Perez Hopes for Second Chance as Hartford's Mayor

Perez resigned as mayor in 2010 after a city contractor scandal and eventually pleaded guilty to bribery and larceny by extortion charges.

When he lost in the September primary, former Hartford Mayor Eddie Perez said the voters had spoken. However, he’s decided to keep his name on the ballot and stay in the race for mayor.

“I am not going to walk away from my ability to contribute to the long-term future of Hartford in a positive way,” said Perez.

The Democrat may not have won the endorsement of his party, but he said there’s still hope for his campaign.

“I’ve got enough sense that Hartford wants me to continue to be engaged whether it’s as mayor or as dog catcher they want me to be involved,” Perez stated.

The 62-year-old’s political plans came to a screeching halt in 2009. He was arrested and later pleaded guilty to bribery and extortion and resigned from office.

“I knew this was going to be a big challenge to become mayor,” he said. “I let people down. I made a mistake and I’ve asked people to forgive me,” admitted Perez.

Perez, who works as a transportation coordinator for the Capitol Regional Education Council, said education is the answer to Hartford’s biggest problems from crime to commerce.

“I would like to see our school system rank in the top 10 to 15 percent of achievement in our state,” said Perez of one of his goals. “As long as you have a failing school system you’re always going to have to deal with why these kids failed. The first thing is you have a good school system and if you have a good school system kids graduate from a school system and either off to higher education or go into the workforce.”

Perez said if elected he’ll focus on raising moral on the police force.

“We’ve beat up on officers and there’s no champion for officers,” said Perez. “You can’t have an absentee leader and then tell cops to do the toughest job that public service requires them.”

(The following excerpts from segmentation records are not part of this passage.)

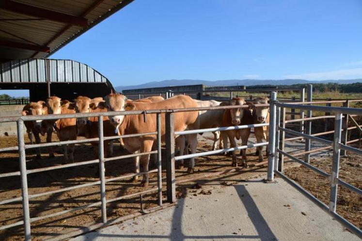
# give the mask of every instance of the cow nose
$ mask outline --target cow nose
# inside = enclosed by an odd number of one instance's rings
[[[119,123],[119,118],[118,118],[117,117],[112,117],[112,122],[113,122],[114,123]]]

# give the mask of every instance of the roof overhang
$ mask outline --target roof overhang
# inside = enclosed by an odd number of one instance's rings
[[[1,0],[0,62],[46,58],[134,0]]]

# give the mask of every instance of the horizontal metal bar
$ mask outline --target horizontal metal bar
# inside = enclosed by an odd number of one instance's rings
[[[182,159],[187,159],[187,158],[191,158],[191,157],[197,157],[198,156],[208,156],[209,155],[213,155],[214,154],[219,154],[220,153],[241,150],[242,149],[246,149],[247,148],[251,148],[252,147],[267,146],[268,144],[269,144],[269,142],[260,142],[260,143],[247,145],[245,146],[241,146],[240,147],[233,147],[231,148],[225,148],[224,149],[219,149],[219,150],[215,150],[215,151],[205,151],[204,152],[189,154],[188,155],[183,155],[182,156],[177,156],[175,157],[175,161],[178,161],[179,160],[182,160]]]
[[[199,129],[197,130],[190,130],[183,131],[175,131],[175,135],[189,135],[195,134],[197,133],[204,133],[204,132],[212,132],[214,131],[229,131],[230,130],[240,130],[242,129],[251,128],[254,127],[260,127],[262,126],[268,126],[268,123],[263,123],[261,124],[252,124],[250,125],[236,125],[234,126],[228,126],[226,127],[215,127],[213,128]]]
[[[17,197],[15,197],[14,198],[11,198],[10,199],[3,200],[2,201],[0,201],[0,205],[2,205],[3,204],[6,204],[7,203],[9,203],[11,202],[19,202],[20,201],[21,201],[22,200],[23,200],[22,196],[19,196]]]
[[[54,142],[47,142],[46,143],[33,144],[25,145],[26,149],[31,148],[36,148],[38,147],[46,147],[58,146],[59,145],[68,145],[70,144],[84,143],[86,142],[91,142],[92,141],[98,141],[99,138],[98,137],[90,138],[89,139],[81,139],[79,140],[72,140],[63,141],[55,141]]]
[[[137,136],[147,136],[149,135],[156,135],[157,132],[146,132],[144,133],[138,133],[136,134],[128,134],[124,135],[122,136],[104,136],[103,139],[104,140],[112,140],[114,139],[119,139],[120,138],[128,138],[128,137],[135,137]]]
[[[307,117],[299,119],[288,120],[285,120],[285,123],[292,123],[293,122],[302,121],[303,120],[315,120],[326,119],[329,118],[334,118],[335,116],[314,116],[313,117]]]
[[[157,153],[157,150],[152,151],[148,151],[147,152],[136,153],[135,154],[130,154],[129,155],[124,155],[123,156],[114,156],[113,157],[108,157],[107,158],[104,158],[104,161],[108,162],[109,161],[114,161],[115,160],[124,159],[125,158],[128,158],[129,157],[134,157],[135,156],[143,156],[144,155],[155,154]]]
[[[7,173],[1,173],[0,174],[0,178],[6,178],[7,177],[13,177],[14,176],[20,176],[20,171],[14,171],[13,172],[8,172]]]
[[[117,197],[115,197],[114,198],[111,198],[110,199],[108,199],[107,200],[107,203],[109,203],[110,202],[114,202],[115,201],[118,201],[119,200],[122,200],[122,199],[125,199],[127,198],[130,198],[131,197],[133,197],[135,196],[138,196],[142,194],[146,194],[147,193],[152,193],[153,192],[155,192],[156,191],[158,190],[158,187],[155,187],[154,188],[151,188],[151,189],[148,189],[145,191],[142,191],[142,192],[138,192],[136,193],[133,193],[132,194],[128,194],[128,195],[125,195],[122,196],[118,196]]]
[[[17,151],[18,150],[19,150],[19,148],[17,146],[6,147],[5,148],[0,149],[0,152],[3,152],[4,151]]]
[[[16,222],[16,223],[14,223],[13,224],[8,224],[7,225],[4,225],[3,226],[0,226],[0,230],[2,230],[3,229],[6,229],[7,228],[10,228],[11,227],[15,227],[16,226],[19,226],[20,225],[23,225],[24,224],[24,221],[21,221],[19,222]]]
[[[299,160],[298,158],[295,157],[293,156],[292,155],[288,153],[285,152],[285,151],[282,151],[280,149],[277,149],[277,151],[278,152],[279,152],[281,154],[282,154],[283,155],[284,155],[284,156],[286,156],[287,157],[293,160],[293,161],[298,162],[298,163],[301,164],[302,165],[304,166],[307,168],[308,168],[309,169],[311,169],[313,170],[313,171],[315,171],[315,172],[318,173],[319,175],[321,175],[325,178],[329,178],[329,177],[331,176],[330,174],[328,173],[324,172],[322,170],[318,169],[315,166],[309,164],[309,163],[307,163],[306,162],[305,162],[301,160]]]
[[[72,166],[79,166],[88,165],[89,164],[93,164],[94,163],[98,163],[99,162],[98,159],[92,160],[91,161],[86,161],[84,162],[76,162],[75,163],[70,163],[69,164],[64,164],[63,165],[59,166],[48,166],[47,167],[42,167],[40,168],[36,169],[30,169],[27,170],[27,173],[30,174],[31,173],[35,173],[36,172],[40,172],[42,171],[50,171],[50,170],[55,170],[57,169],[65,168],[67,167],[71,167]]]
[[[332,141],[329,141],[328,140],[325,140],[324,139],[322,139],[321,138],[316,137],[315,136],[309,136],[309,135],[304,134],[304,133],[301,133],[300,132],[298,132],[295,131],[292,131],[291,130],[289,130],[289,129],[283,128],[283,127],[281,127],[280,126],[279,126],[279,130],[280,130],[281,131],[283,131],[287,133],[289,133],[290,134],[292,134],[294,136],[303,136],[303,137],[306,138],[307,139],[309,139],[310,140],[313,140],[316,141],[318,141],[319,142],[321,142],[328,146],[331,146],[332,145],[332,143],[333,143]]]
[[[306,103],[306,102],[304,104]],[[302,109],[314,111],[321,111],[323,112],[341,113],[342,114],[362,115],[362,109],[359,108],[347,108],[346,107],[322,106],[320,105],[296,105],[292,104],[277,103],[278,107],[284,108],[293,108],[295,109]]]
[[[337,181],[338,182],[338,184],[341,185],[341,186],[343,186],[345,188],[347,188],[352,192],[356,193],[359,195],[362,196],[362,190],[360,189],[359,188],[358,188],[354,186],[352,186],[350,184],[348,183],[345,181],[342,181],[339,179],[339,178],[337,178]]]
[[[352,151],[352,152],[354,152],[360,155],[362,155],[362,150],[361,150],[361,149],[355,148],[354,147],[352,147],[348,146],[346,146],[346,145],[343,145],[341,143],[339,143],[339,148],[340,148],[341,149],[347,151]]]

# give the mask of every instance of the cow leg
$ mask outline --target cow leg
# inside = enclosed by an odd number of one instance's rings
[[[47,143],[51,142],[51,135],[53,134],[53,128],[49,128],[47,132]],[[49,157],[52,158],[54,156],[54,147],[49,147]]]
[[[41,141],[40,140],[40,137],[39,136],[39,133],[33,132],[33,134],[34,134],[34,137],[35,138],[35,143],[36,144],[40,144]],[[35,151],[36,152],[36,159],[41,159],[42,157],[41,155],[40,154],[40,148],[39,147],[35,148]]]
[[[28,137],[29,137],[29,140],[30,140],[30,144],[32,145],[32,133],[31,131],[28,133]]]
[[[64,160],[65,161],[65,162],[68,162],[68,145],[63,145],[63,155],[64,156]]]
[[[153,145],[154,140],[143,140],[141,142],[141,152],[148,152],[151,151]],[[144,155],[140,157],[140,163],[142,166],[142,171],[148,171],[148,163],[150,161],[150,154]],[[148,179],[150,175],[148,173],[143,174],[141,185],[144,187],[148,186]]]
[[[137,150],[133,154],[138,154],[140,153],[140,150]],[[133,157],[133,161],[134,161],[134,166],[135,166],[135,173],[140,173],[140,156],[135,156]],[[138,180],[138,175],[135,176],[132,179],[132,181],[136,181]]]
[[[229,140],[230,141],[230,148],[236,147],[236,142],[235,141],[235,137],[232,134],[228,133]],[[235,154],[235,151],[233,151],[233,162],[231,164],[232,166],[237,167],[237,162],[236,161],[236,155]]]
[[[178,156],[184,155],[186,146],[185,144],[186,139],[185,136],[177,136],[175,139],[175,153],[177,153]],[[176,163],[176,169],[182,169],[184,167],[184,160],[179,160]]]
[[[190,134],[188,136],[189,144],[190,145],[191,149],[191,153],[194,154],[196,153],[197,149],[197,134]],[[195,167],[195,157],[190,158],[190,162],[189,163],[189,168],[187,172],[189,173],[193,172],[193,168]]]
[[[216,131],[212,133],[214,134],[214,144],[212,145],[212,151],[216,150],[218,143],[220,141],[220,132]]]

Perez also said he would increase officers’ wages in an effort to retain members of the police department.

“We have to be able to compete with the rest of the suburbs and we can’t under compensate,” he said.

He suggested a cost sharing agreement for public safety, public works, and other services in the greater Hartford area.

“We do heavy lifting on the part of every community in the greater Hartford area and I think we should be thinking of ourselves as a region,” said Perez.

In 2018, the state gave Hartford $500 million to avoid bankruptcy.

“I don’t consider it a bailout. I consider it part of responsibility,” said Perez.

It’s a responsibility he said also includes a state obligation to share more of the cost for educating Hartford students and payments to the property poor city for all of the state buildings, hospitals, and churches that don’t have to pay property taxes to call Hartford home.

“If those were fully funded in the city of Hartford and all of our urban areas the first 12 largest communities in the state, all those communities who are always struggling with economic vitality would be able to control their own destiny,” said Perez of the In Lieu of Taxes program.

Perez said win or lose, he will continue to try to make a difference in Hartford.

“There have been tougher times in the city and the only way we’re going to continue to improve is that the residents of this city have to believe in themselves and believe if they join hands we will be stronger,” he said.